For this project we were required to create 3 biomes using landscape painting, a road via splines, and a village via splines. I learned about PCG data assets to randomize my house meshes further.
The ground materials I used already came as functions, so I was able to plug them into the landscape layer right after adding an output for the height. These layers appear as double/float attributes in the PCG, which we can filter off of.
The overall formula for everything is the same: sampling the surface, culling points that overlap with the future road and village houses, filtering out the other biomes and getting the distance against those, and adding a point grid around those points and spawning smaller foliage on them.
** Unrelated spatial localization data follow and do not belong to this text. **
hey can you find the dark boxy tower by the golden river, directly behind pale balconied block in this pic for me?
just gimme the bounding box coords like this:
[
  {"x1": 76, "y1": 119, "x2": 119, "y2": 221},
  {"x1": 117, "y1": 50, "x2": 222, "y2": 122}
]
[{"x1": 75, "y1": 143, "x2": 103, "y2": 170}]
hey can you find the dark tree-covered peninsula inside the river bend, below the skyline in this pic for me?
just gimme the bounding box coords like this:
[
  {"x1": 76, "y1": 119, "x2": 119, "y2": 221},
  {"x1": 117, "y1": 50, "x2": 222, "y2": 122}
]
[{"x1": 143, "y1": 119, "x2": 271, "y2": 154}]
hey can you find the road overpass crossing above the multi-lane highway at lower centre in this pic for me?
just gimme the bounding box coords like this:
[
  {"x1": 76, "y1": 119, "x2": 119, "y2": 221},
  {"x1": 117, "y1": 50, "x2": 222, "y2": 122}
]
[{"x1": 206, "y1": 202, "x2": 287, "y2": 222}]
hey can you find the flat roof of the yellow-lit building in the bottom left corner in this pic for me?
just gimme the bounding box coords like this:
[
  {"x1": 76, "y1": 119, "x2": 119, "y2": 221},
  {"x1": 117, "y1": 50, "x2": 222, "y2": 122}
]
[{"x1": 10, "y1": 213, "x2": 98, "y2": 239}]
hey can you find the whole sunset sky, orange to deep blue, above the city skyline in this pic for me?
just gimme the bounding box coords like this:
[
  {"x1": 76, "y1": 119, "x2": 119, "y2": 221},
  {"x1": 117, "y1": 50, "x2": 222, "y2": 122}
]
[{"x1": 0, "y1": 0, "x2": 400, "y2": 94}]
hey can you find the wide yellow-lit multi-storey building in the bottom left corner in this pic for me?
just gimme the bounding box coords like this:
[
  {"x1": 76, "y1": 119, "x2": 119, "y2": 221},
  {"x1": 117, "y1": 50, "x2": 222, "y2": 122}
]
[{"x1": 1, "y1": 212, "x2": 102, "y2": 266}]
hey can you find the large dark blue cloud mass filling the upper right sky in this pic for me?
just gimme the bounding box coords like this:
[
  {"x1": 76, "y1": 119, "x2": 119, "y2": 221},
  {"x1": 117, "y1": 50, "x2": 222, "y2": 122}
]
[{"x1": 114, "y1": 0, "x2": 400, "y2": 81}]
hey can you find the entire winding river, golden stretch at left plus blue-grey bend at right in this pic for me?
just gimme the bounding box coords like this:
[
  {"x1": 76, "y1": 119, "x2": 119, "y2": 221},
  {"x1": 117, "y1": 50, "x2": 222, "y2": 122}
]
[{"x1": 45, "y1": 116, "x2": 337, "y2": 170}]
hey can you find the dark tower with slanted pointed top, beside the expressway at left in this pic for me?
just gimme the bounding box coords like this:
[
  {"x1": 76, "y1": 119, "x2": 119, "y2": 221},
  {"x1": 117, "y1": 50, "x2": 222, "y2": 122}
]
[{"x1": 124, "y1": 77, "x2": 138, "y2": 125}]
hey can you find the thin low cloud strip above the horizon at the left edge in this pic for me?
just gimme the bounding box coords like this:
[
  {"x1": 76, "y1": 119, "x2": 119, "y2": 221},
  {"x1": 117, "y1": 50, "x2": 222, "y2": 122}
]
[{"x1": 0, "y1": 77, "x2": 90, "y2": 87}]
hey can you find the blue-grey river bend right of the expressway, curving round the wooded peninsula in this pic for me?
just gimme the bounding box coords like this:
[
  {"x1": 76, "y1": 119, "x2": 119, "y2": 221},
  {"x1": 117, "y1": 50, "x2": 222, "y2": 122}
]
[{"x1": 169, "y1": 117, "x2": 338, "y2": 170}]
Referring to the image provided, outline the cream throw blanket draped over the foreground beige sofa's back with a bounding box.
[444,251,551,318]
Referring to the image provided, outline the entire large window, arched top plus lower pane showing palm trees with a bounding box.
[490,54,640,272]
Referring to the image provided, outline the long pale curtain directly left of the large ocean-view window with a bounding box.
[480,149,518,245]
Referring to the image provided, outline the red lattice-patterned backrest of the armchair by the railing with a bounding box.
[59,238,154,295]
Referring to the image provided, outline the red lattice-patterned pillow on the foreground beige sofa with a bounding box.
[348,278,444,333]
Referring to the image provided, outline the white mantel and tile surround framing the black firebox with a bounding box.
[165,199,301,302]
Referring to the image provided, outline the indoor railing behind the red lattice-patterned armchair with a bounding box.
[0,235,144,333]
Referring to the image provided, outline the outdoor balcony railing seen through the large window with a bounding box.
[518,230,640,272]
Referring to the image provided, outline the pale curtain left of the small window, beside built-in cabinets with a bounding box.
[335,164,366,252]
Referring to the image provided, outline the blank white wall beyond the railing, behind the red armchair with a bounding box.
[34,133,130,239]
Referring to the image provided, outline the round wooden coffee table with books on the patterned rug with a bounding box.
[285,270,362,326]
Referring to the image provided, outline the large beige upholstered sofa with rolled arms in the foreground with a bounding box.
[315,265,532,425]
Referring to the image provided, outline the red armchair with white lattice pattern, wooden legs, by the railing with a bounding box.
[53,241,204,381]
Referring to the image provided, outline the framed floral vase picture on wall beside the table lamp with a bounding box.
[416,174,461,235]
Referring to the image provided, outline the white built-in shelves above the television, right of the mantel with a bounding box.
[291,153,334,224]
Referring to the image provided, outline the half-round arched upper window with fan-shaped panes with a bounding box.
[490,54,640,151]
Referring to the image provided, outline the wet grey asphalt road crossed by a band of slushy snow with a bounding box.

To make a nicer falloff gradient for smaller foliage like my grass and flowers, I lerped between the distance gradient and some noise. I set the noise max very low and used Density Filter to get rid of everything below 0.2.
This was one of my first attempts to use Shape Grammar, though I couldn't figure out what I did wrong. I intended to randomize which one out of 2 meshes would be spawned, but it defaults to only one of them. I did still learn how to spawn spline meshes through an attribute rather than in the node itself.
Looking at the attribute list here, we can see the mesh path has 2 variations. Since I'm spawning a spline mesh, I have to turn the points back into a spline, which loses the attributes. Attempting to copy the attributes back on only brings back one mesh variation.
Spawning meshes based on attribute for a spline mesh works slightly differently from the static mesh spawner. There's an option on the node for override descriptions, and you tell it which attribute to target through that.
This was the most interesting part for me. I used Quixel's Medieval Village project, which includes an example world with buildings scattered around. These houses were built with modkits, not a single static mesh.
By converting the selected meshes/houses into a level instance (right click), the selected area can become its own asset to use. Then right click on it in the content browser, go to Asset Actions and chose Create PCG Assets.
You can now bring the PCG asset into your graph with the Load PCG Data Asset node! copy its points to your target points, and set your static mesh spawner to use attributes.
But the really neat thing is tags. Inside the level instance, you can tag meshes (and groups) just like you could with actors. I tagged things like moss, fences, and clutter. Then with attribute filters I randomized how many features actually would appear on each individual house.
I scattered some wagons, benches, and crates around based off a circular space around each house. The Create Points Sphere can spawn a circle if you set the Latitudinal start and end angles to 0.